Sheet Pan Greek Chicken with Roasted Tomatoes & Potatoes
Sheet Pan Greek with Roasted Tomatoes & Potatoes
It's fall ya'll! Now it is totally appropriate to turn on that oven and get roasting. This sheet pan dinner is the perfect weeknight dinner (feeds about 4) and also usually prepares leftovers for the next day. Enjoy!
- 1 small yellow onion, chopped in 1 inch pieces
- 3-4 boneless chicken breasts, skin on or off
- 12 small baby potatoes, (we like this red and fingerling mix)
- 3 cloves garlic, peeled and halved
- 16 grape or cherry tomatoes, whole
- 1 tsp red pepper flakes
- 1 tsp dried oregano
- 2 tbsp olive oil
- 1 cup pitted Kalamata olives
- 1 cup feta cheese, crumbled
- handful of freshly chopped Italian parlsey
- kosher salt & fresh ground pepper
1. Preheat oven to 450ºF. Line sheet pan with foil.
2. Slice the onion and quarter and cut potatoes into quarters. Combine the sliced onion, garlic, tomatoes, and potatoes directly on sheet pan, then sprinkle with salt, pepper, red pepper flakes and oregano. Toss together with 2 tablespoon olive oil.
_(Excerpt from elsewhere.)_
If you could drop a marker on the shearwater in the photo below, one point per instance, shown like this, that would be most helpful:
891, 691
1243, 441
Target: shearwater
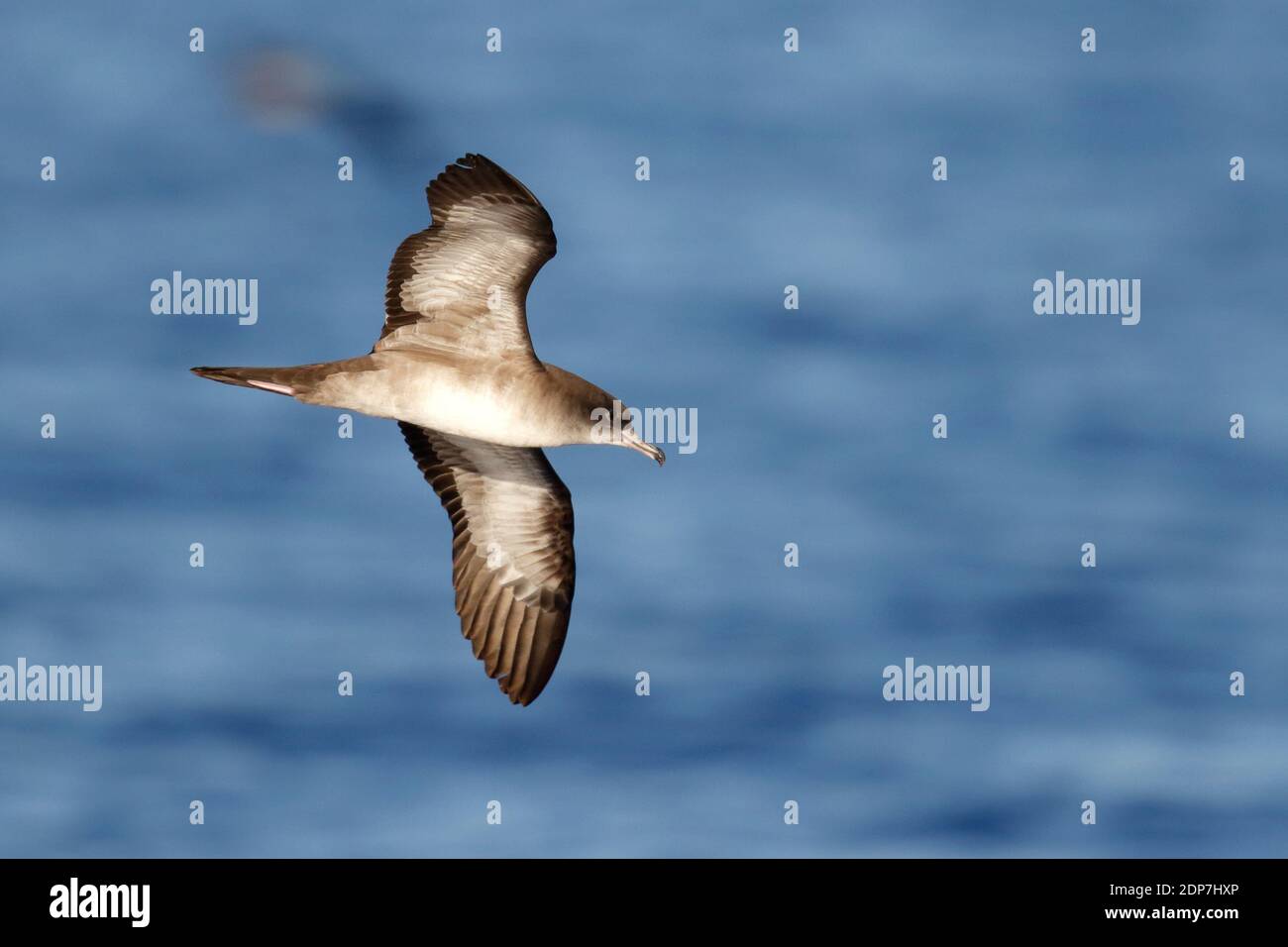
455, 368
3. Spread out the potatoes, tomatoes and onion in an even layer. Bake for 15 minutes. You are roasting just the veggies here since potatoes take a bit longer to roast.
4. Meanwhile, season chicken on both sides with salt and pepper. When the 15 minutes have passed, take the sheet pan out of the oven and flip some of the potatoes so they brown on all sides.
5. Reduce the oven temperature to 350ºF. Add seasoned chicken breasts to the baking sheet of veggies. I arranged the breasts to be nuzzled in between the veggies. Bake for an additional 20-30 minutes (depending on thickness of breasts). I flipped the chicken breasts at the 15 minute point.
6. To serve, place chicken breast and veggies on plate. Garnish with olives and crumbled feta on top. Fresh parsley would also be great sprinkled on top.